Japan appoints Loneliness’ minister after the country’s suicide rate increased for the first time in 11 years
Japan has appointed its first Minister for Loneliness this month after the country’s suicide rate increased for the first time in 11 years during the Covid-19 pandemic.
According to The Japan Times, Prime Minister Yoshihide Suga added a minister of loneliness to his Cabinet earlier this month, following the example of the UK, which in 2018 became the first country to create a similar role. Suga tapped minister Tetsushi Sakamoto, who is simultaneously in charge of combating the nation’s falling birth rate and revitalizing regional economies, for the new portfolio.
In his inaugural press conference, Sakamoto said Prime Minister Yoshihide Suga appointed him to address national matters “including the issue of the increasing women’s suicide rate under the pandemic,” according to CNN.

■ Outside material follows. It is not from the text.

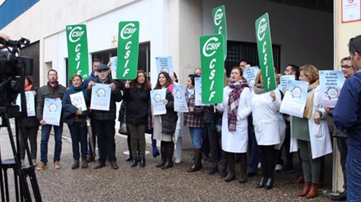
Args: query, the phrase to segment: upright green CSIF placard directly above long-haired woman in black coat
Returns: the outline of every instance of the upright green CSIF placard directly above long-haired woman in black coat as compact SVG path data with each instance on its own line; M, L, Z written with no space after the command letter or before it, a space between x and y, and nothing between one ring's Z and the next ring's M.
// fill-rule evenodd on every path
M135 79L138 71L139 22L119 22L117 78Z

“Suga instructed me to examine the issue and put forward a comprehensive strategy, by coordinating with the related ministry… I hope to carry out activities to prevent social loneliness and isolation and to protect ties between people,” Sakamoto added.
CNN reported that the Japanese government also created an “isolation/loneliness countermeasures office” within the cabinet on February 19 for issues such as suicide and child poverty — which have risen during the pandemic.
The country has recorded more than 426,000 Covid-19 cases and 7,577 deaths, according to data from John Hopkins University.